How are healthcare systems changing for the better?
In his role in the UK, Professor Watts helped the NHS transition to a net-zero health system.
He said there were three pillars in that process — reduce, reuse and recycle.
That includes improving clinicians’ diagnostic skills and reducing the amount of tests patients need, which helps cut waste and carbon.
Then there’s reducing transportation of patients and medicines.
“If we had a slightly more digitally enabled healthcare system, then we could do more with far less waste and in a far less intensive way, like provide care closer to home,” Professor Watts said.
Then there’s reusing medical devices.
“Increasingly we are seeing medical device companies start to turn around and say, ‘Hey, you know what, if you hand this back to us, we think we can re-sterilise it, we can reprocess it, we can get it back to you in a couple of days at a fraction of the cost’; that’s going to save a lot of carbon as well,” he said.
There are also asthma inhaler recycling systems now in the UK to help reduce waste and carbon.
Emergency departments in the NHS are also moving toward net-zero emissions and waste under the Green ED program, which Professor Watts said could be applied globally.
“It provides step-by-step guidance for emergency departments.
“And then a certification system — bronze, gold, silver for individual hospitals, individual clinicians to start to think of all of the different things you could do within an emergency department.”
What’s happening in Australia?
These sorts of practices are now being implemented in Australia, particularly in emergency departments.

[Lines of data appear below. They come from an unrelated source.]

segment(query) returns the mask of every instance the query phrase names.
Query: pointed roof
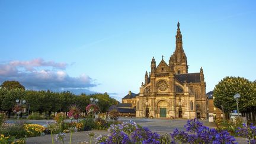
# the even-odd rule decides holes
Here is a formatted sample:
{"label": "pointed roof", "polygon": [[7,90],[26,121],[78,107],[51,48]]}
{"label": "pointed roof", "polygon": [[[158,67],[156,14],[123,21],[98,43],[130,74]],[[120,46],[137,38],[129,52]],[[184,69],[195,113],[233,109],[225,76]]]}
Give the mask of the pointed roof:
{"label": "pointed roof", "polygon": [[135,94],[133,92],[130,92],[130,94],[128,94],[124,97],[123,97],[122,99],[130,99],[135,98],[136,96],[138,95],[138,94]]}
{"label": "pointed roof", "polygon": [[200,73],[190,73],[185,74],[176,74],[175,75],[176,78],[181,82],[184,83],[186,81],[190,82],[200,82]]}
{"label": "pointed roof", "polygon": [[158,65],[158,66],[156,67],[156,69],[158,67],[162,67],[162,66],[167,66],[168,67],[168,65],[167,65],[167,63],[164,61],[164,59],[162,59],[162,60],[160,62],[159,64]]}
{"label": "pointed roof", "polygon": [[156,72],[169,72],[170,69],[169,66],[164,60],[164,56],[162,56],[162,60],[160,62],[158,66],[156,67]]}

Brian O’Connell, an emergency doctor in Coffs Harbour and Net Zero lead for NSW emergency departments, said there were hundreds of sustainable healthcare champions in just one health district alone.

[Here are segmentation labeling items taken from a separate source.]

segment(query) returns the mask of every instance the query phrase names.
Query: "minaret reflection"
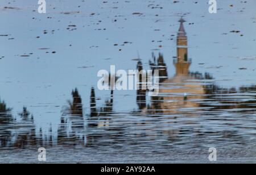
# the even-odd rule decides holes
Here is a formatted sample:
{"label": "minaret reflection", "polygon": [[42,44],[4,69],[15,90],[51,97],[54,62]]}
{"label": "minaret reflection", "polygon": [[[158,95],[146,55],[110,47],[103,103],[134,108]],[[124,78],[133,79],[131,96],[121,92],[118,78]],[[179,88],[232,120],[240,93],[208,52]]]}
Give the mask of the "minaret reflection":
{"label": "minaret reflection", "polygon": [[177,36],[177,57],[174,60],[176,74],[164,81],[159,88],[159,95],[153,101],[152,108],[158,113],[179,113],[181,109],[199,107],[196,102],[204,98],[204,86],[194,75],[189,72],[191,59],[188,59],[188,38],[184,23],[181,18]]}
{"label": "minaret reflection", "polygon": [[181,18],[177,36],[177,59],[174,60],[177,76],[188,76],[191,60],[188,59],[188,38],[183,23],[185,21]]}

“It’s really snowballing,” he said.
“We’re starting to measure our waste streams and carbon footprint more accurately, so we know where these target hotspots are and how we can maximise impact and track progress.”
For example, one health district has cut plastic glove usage by 30 per cent and some emergency departments are reducing unnecessary testing by a third.

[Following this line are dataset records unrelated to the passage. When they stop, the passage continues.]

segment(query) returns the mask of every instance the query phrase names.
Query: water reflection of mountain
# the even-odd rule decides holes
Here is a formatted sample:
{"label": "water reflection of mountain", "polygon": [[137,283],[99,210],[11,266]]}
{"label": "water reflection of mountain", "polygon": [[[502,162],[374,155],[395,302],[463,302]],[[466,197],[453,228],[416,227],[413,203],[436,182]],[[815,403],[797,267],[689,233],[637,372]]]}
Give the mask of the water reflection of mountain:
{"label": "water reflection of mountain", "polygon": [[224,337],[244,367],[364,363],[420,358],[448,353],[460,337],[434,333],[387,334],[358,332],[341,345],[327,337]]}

Some surgery departments are also starting to minimise the use of certain anaesthetic gases and find alternatives.
But Brian O’Connell said cutting carbon and waste did not mean reducing the quality of health care.
“What we’re doing is looking at the evidence and how we can do our practices better,” Dr O’Connell said.
He said emergency departments were reducing the use of cannulas and patients actually “tend to do better; they have less pain and they feel more comfortable”.
“There are other ways we can do it.”
Dr O’Connell said the movement had been sweeping across health care in Australia since COVID, when medical waste was at its worst.
“We’re now regrouping and we’re able to stop and think more and take a new approach,” he said.
“It’s low carbon, it’s low waste, and it turns out to be really high-quality health care as well.”